Minutes of the 2011-11-02 IAB Teleconference (Techchat and Business Meeting)
1. Attendance
PRESENT
- Bernard Aboba (IAB Chair)
- Ross Callon
- Alissa Cooper
- Spencer Dawkins
- Lars Eggert (IRTF Chair)
- Joel Halpern
- David Kessens
- Olaf Kolkman
- Danny McPherson
- Cindy Morgan (IAB Executive Assistant)
- Jon Peterson
- Andrei Robachevsky
- Dow Street (IAB Executive Director)
- Dave Thaler
- Hannes Tschofenig
- Sean Turner (IESG Liaison)
APOLOGIES
- Mat Ford (ISOC Liaison)
- Russ Housley (IETF Chair)
GUESTS
- Stuart Cheshire
2. Techchat: Firewalls
Dave Thaler and Stuart Cheshire led the board in a discussion on firewalls, starting from the premise that:
Traditionally, firewalls have been about arming customers to protect against badly written apps and services.
Stuart pointed out that there is a common misconception that firewalls protect users from malware, when in fact firewalls protect users from buggy software. There is concern that firewalls give users a false sense of security; firewalls are not invulnerable and will not prevent malware from running if the user allows it.
Dave presented slides that define a firewall as “something that blocks unwanted traffic,” but pointed out that different entities (end users, application developers, network administrators, host administrators, firewall developers) have different views on what traffic is unwanted. Each of those entities may desire to either allow or block traffic, and they express those desires via firewall rules.
Dave proposed that there are two categories of firewall rules: attack surface reduction rules, which prevent an application from doing things the developer does not want it to do; and security policy rules, which prevent an application from doing things the developer wants it to do but an administrator does not. Attack surface reduction rules are designed to mitigate against code injection threats; in consumer-level firewalls, this is done by blocking or allowing ports. Stuart noted that the typical end-user does not have the privileges to add allow rules to a firewall.

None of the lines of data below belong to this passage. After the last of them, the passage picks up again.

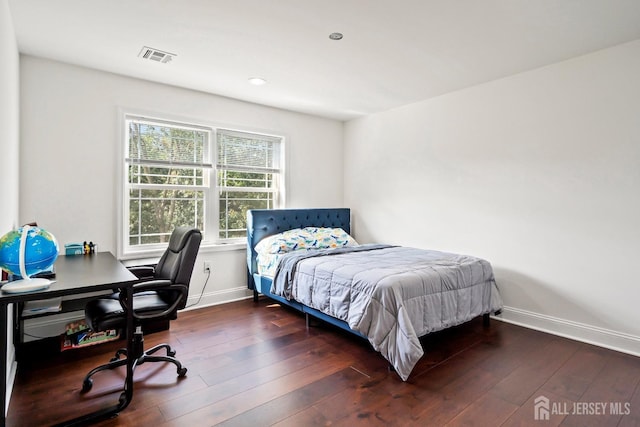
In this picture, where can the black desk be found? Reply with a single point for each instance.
(76, 275)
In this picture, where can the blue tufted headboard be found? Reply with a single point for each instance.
(265, 222)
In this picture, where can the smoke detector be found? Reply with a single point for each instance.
(156, 55)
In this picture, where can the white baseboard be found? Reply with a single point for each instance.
(589, 334)
(218, 297)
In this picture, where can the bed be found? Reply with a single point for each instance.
(389, 295)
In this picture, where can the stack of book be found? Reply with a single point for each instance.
(78, 334)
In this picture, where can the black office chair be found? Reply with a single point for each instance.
(162, 291)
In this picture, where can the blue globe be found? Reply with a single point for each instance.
(41, 251)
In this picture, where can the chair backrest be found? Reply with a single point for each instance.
(176, 264)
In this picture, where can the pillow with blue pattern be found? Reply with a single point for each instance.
(306, 238)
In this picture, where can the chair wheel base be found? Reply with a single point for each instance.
(86, 385)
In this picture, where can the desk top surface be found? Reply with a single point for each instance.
(79, 273)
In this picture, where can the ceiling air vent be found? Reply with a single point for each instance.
(155, 55)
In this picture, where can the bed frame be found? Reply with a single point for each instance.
(266, 222)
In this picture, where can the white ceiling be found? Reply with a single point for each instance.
(394, 52)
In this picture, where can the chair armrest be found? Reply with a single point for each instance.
(143, 271)
(156, 285)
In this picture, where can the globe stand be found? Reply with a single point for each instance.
(26, 285)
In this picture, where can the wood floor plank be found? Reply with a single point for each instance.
(258, 364)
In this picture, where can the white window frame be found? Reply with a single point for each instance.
(211, 198)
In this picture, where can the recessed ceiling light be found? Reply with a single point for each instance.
(257, 81)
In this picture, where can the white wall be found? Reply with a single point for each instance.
(9, 125)
(70, 144)
(539, 173)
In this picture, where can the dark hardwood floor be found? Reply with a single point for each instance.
(257, 364)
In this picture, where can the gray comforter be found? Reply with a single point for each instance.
(392, 295)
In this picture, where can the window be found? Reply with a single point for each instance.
(248, 177)
(171, 180)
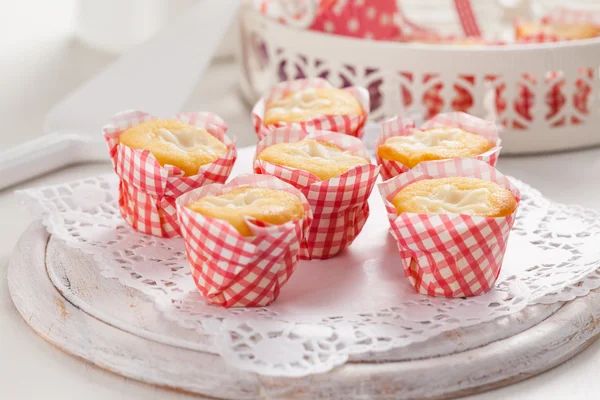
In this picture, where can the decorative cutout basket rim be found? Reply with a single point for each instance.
(545, 95)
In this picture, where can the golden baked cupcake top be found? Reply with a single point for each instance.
(433, 144)
(323, 159)
(264, 204)
(312, 102)
(567, 31)
(455, 195)
(175, 143)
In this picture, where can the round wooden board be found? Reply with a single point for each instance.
(62, 296)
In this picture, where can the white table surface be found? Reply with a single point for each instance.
(31, 368)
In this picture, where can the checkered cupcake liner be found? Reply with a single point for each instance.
(352, 125)
(236, 271)
(339, 204)
(147, 190)
(404, 127)
(449, 255)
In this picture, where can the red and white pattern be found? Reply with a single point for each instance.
(340, 207)
(405, 127)
(236, 271)
(563, 15)
(147, 190)
(369, 19)
(449, 255)
(352, 125)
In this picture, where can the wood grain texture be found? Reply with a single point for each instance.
(123, 333)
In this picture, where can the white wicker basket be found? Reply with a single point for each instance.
(550, 92)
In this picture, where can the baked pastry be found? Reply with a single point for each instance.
(323, 159)
(567, 31)
(175, 143)
(455, 195)
(309, 103)
(433, 144)
(272, 206)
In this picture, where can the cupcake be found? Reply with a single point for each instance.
(401, 146)
(242, 239)
(451, 220)
(333, 171)
(312, 104)
(158, 160)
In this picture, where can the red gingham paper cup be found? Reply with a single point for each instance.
(147, 190)
(236, 271)
(449, 255)
(339, 205)
(404, 127)
(352, 125)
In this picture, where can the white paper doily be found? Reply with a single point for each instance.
(358, 302)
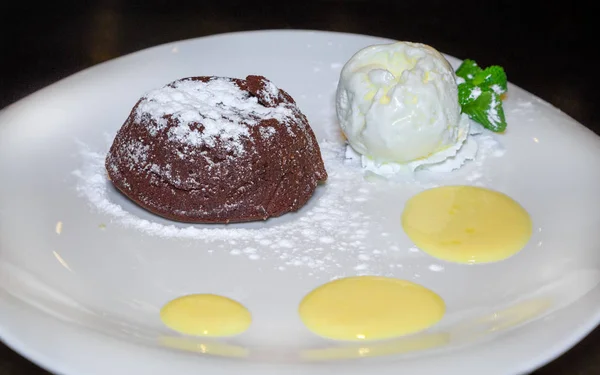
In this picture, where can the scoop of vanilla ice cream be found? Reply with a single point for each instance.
(398, 102)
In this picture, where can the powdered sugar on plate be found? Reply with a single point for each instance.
(321, 236)
(332, 232)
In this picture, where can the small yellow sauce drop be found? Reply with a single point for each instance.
(370, 308)
(206, 315)
(466, 224)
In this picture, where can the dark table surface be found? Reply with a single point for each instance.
(546, 48)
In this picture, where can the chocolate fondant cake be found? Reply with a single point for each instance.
(216, 150)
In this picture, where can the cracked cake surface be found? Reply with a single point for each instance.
(216, 150)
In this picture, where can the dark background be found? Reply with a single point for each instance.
(546, 48)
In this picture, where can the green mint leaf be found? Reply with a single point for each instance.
(465, 93)
(468, 70)
(492, 78)
(487, 110)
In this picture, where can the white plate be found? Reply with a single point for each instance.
(82, 297)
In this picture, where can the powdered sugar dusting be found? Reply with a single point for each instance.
(209, 111)
(324, 237)
(333, 235)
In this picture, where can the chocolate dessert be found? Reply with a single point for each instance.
(216, 150)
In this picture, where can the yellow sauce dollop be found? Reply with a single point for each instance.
(370, 308)
(206, 315)
(466, 224)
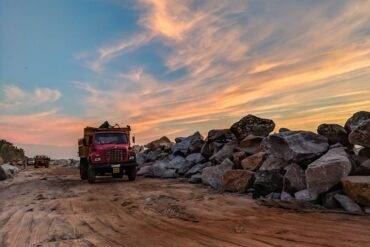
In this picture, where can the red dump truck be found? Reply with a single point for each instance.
(106, 150)
(41, 160)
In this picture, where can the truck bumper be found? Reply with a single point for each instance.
(112, 168)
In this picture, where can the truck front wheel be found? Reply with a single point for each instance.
(83, 169)
(91, 175)
(131, 173)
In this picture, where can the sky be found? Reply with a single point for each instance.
(175, 67)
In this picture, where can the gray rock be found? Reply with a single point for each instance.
(296, 146)
(179, 164)
(10, 170)
(226, 152)
(363, 155)
(188, 145)
(303, 195)
(283, 130)
(274, 196)
(348, 204)
(251, 124)
(327, 171)
(159, 168)
(153, 155)
(169, 173)
(294, 178)
(357, 118)
(195, 178)
(195, 158)
(213, 175)
(254, 162)
(361, 134)
(273, 163)
(329, 200)
(220, 135)
(196, 142)
(197, 169)
(335, 133)
(267, 182)
(285, 196)
(3, 175)
(237, 180)
(251, 144)
(140, 158)
(145, 171)
(161, 143)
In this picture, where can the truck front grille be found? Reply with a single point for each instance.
(116, 155)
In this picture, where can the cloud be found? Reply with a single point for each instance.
(298, 62)
(15, 97)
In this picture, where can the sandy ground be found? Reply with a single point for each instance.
(52, 207)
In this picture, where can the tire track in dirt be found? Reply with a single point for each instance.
(52, 207)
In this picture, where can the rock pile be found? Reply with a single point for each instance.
(330, 167)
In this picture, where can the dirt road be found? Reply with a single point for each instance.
(52, 207)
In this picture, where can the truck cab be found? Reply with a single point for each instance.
(105, 151)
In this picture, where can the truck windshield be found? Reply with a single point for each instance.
(110, 138)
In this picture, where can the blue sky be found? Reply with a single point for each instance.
(175, 67)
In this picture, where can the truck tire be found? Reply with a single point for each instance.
(131, 173)
(91, 174)
(83, 169)
(119, 175)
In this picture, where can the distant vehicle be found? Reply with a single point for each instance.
(106, 150)
(41, 160)
(30, 161)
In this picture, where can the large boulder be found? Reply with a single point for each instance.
(303, 195)
(294, 178)
(226, 152)
(196, 178)
(361, 134)
(267, 182)
(145, 171)
(179, 164)
(238, 156)
(154, 155)
(198, 168)
(159, 168)
(357, 188)
(363, 155)
(299, 147)
(236, 180)
(335, 133)
(251, 124)
(213, 175)
(253, 162)
(251, 144)
(10, 170)
(163, 143)
(195, 158)
(141, 158)
(3, 175)
(215, 140)
(188, 145)
(327, 171)
(357, 118)
(273, 163)
(348, 204)
(220, 135)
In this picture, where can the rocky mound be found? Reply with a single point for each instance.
(300, 166)
(10, 153)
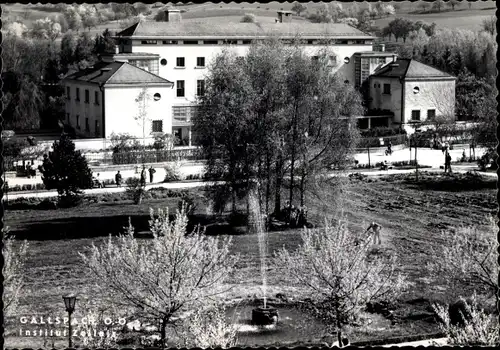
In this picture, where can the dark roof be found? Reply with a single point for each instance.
(148, 29)
(116, 73)
(411, 69)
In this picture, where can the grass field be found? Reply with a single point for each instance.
(411, 216)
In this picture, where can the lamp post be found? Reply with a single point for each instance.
(69, 302)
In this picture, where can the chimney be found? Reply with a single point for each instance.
(173, 15)
(284, 16)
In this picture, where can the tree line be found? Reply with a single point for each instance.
(469, 56)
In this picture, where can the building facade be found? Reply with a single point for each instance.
(172, 58)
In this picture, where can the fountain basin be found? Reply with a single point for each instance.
(263, 316)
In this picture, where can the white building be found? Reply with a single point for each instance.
(181, 51)
(172, 58)
(105, 99)
(413, 92)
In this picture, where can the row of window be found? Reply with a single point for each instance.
(87, 95)
(415, 114)
(248, 42)
(181, 88)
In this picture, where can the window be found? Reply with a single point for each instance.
(200, 61)
(157, 126)
(180, 88)
(431, 114)
(200, 87)
(415, 115)
(183, 112)
(387, 89)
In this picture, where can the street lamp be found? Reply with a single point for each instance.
(69, 302)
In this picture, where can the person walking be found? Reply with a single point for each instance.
(143, 176)
(151, 174)
(375, 231)
(118, 179)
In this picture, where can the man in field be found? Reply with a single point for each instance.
(375, 231)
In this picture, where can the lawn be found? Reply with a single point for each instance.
(410, 214)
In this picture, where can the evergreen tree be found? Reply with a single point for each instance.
(66, 169)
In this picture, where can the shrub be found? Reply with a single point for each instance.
(135, 191)
(172, 172)
(248, 18)
(489, 159)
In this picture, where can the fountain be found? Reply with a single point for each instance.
(264, 315)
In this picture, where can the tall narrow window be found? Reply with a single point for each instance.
(200, 61)
(387, 89)
(157, 126)
(180, 88)
(415, 115)
(180, 62)
(200, 87)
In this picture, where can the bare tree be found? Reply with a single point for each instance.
(489, 25)
(165, 277)
(453, 3)
(338, 273)
(208, 328)
(13, 272)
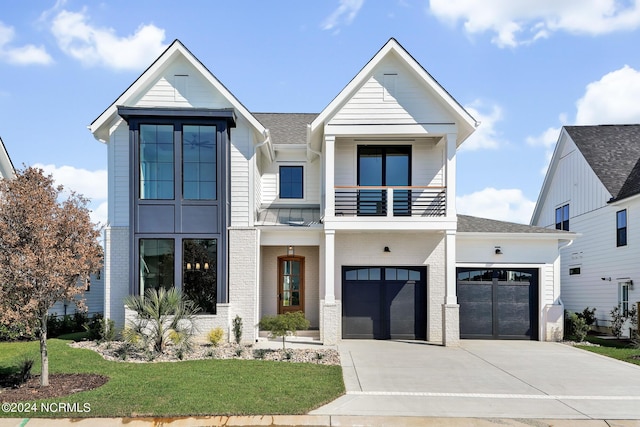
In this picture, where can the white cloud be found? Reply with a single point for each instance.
(546, 139)
(22, 55)
(94, 46)
(611, 100)
(486, 136)
(504, 205)
(524, 21)
(91, 184)
(344, 14)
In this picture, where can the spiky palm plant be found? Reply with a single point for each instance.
(163, 316)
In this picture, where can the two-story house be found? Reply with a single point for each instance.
(347, 215)
(592, 187)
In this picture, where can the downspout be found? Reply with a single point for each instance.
(319, 154)
(267, 140)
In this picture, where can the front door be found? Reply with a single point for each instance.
(290, 284)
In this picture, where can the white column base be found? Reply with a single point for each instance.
(450, 325)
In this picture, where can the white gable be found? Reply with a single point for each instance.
(392, 94)
(394, 89)
(176, 79)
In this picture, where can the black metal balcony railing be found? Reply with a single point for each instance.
(390, 201)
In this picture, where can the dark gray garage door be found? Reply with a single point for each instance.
(498, 303)
(384, 302)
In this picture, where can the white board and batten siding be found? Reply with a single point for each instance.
(392, 95)
(573, 183)
(179, 86)
(594, 252)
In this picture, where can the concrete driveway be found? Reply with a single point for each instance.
(484, 379)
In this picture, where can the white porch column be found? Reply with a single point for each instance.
(329, 266)
(450, 178)
(330, 309)
(450, 309)
(329, 178)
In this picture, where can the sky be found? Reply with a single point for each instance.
(522, 68)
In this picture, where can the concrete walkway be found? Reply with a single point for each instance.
(484, 379)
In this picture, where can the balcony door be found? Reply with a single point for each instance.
(384, 166)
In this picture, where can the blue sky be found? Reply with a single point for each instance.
(523, 68)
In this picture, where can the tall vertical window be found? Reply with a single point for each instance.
(156, 162)
(199, 273)
(199, 162)
(621, 228)
(562, 218)
(383, 166)
(291, 182)
(623, 297)
(156, 264)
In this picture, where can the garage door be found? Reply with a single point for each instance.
(384, 302)
(498, 303)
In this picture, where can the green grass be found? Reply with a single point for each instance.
(200, 387)
(616, 349)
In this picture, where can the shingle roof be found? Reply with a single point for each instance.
(472, 224)
(613, 152)
(286, 128)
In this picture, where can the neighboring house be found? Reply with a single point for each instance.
(592, 187)
(348, 215)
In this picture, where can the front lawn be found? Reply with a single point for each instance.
(617, 349)
(198, 387)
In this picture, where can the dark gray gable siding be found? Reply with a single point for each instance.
(286, 128)
(613, 152)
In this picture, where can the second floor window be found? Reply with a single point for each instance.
(291, 182)
(621, 228)
(156, 162)
(161, 150)
(562, 218)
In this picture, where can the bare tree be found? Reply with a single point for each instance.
(48, 248)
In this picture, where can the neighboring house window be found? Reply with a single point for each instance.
(621, 228)
(156, 162)
(199, 162)
(156, 264)
(562, 218)
(291, 182)
(623, 297)
(199, 282)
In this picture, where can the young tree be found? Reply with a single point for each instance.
(48, 248)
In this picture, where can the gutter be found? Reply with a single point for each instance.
(267, 141)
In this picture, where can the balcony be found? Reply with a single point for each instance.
(371, 201)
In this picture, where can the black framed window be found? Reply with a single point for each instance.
(156, 264)
(199, 162)
(621, 228)
(562, 218)
(291, 182)
(199, 272)
(156, 162)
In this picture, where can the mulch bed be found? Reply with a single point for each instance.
(59, 385)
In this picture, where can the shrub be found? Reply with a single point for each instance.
(215, 336)
(617, 321)
(237, 328)
(589, 316)
(100, 329)
(576, 327)
(160, 313)
(284, 324)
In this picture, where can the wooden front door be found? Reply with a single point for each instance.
(290, 284)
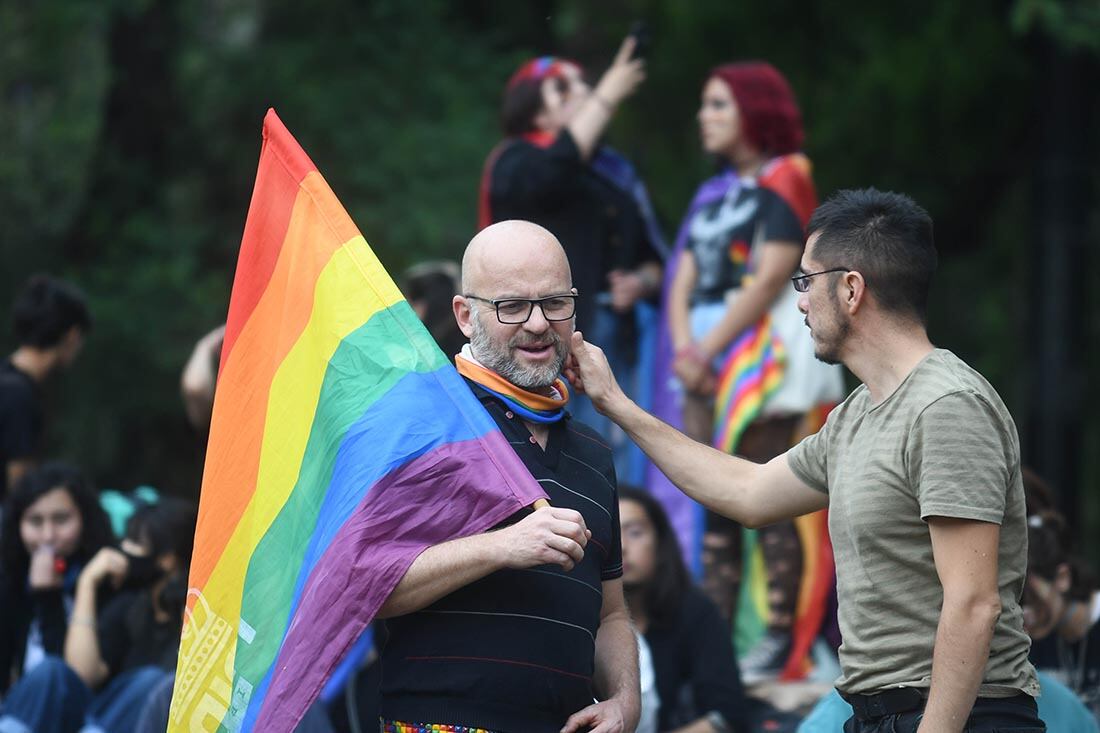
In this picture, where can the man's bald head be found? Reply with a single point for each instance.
(515, 254)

When consumers run into problems between software and their firewall, they have a few choices:
- Fix (or ask the vendor to fix) the software.
- Firewall vendors would argue that it is easier to update firewall rules than it is to update application software.
- Some application may not have update support or may no longer be available.
- Do not use the software.
- This begs the question whether a buggy application can still do something useful when firewalled, e.g. single-player versus multi-player games.
- Run the software with the firewall, which may prevent it from working properly.
- This still consumes resources such as memory, CPU, bandwidth, and port space.
- This can lead to bad user experiences.
The board discussed the potential for future IETF and IAB work on firewalls. Danny noted that parts of this topic may be covered in the upcoming Software Driven Networks (SDN) BOF at IETF 82. The board discussed whether there should be some I* action related to educating people on firewalls, and Danny agreed to take the topic to the IP Evolution Initiative for a recommendation. Stuart noted that the term “firewall” is very broad, and that one way the IAB could contribute is in coming up with a clearer taxonomy defining firewalls.
3. IAB Business Meeting
3.1. Executive Director direction – decision
The board discussed options for the IAB Executive Director role, including editing the job description to remove administrative and system administrator tasks. Dow indicated that he would work with Cindy to identify administrative tasks that can be transitioned. The board will continue to discuss this topic via email.
3.2. Next steps on RSSAC liaison
The board agreed to appoint Peter Koch as the new liaison to RSSAC pending his acceptance of the appointment. Bernard will follow up with Peter directly.
3.3. Next steps on Anycast document
Dave Thaler will review the current version of draft-iab-anycast-arch-implications to see if his most recent comments were addressed.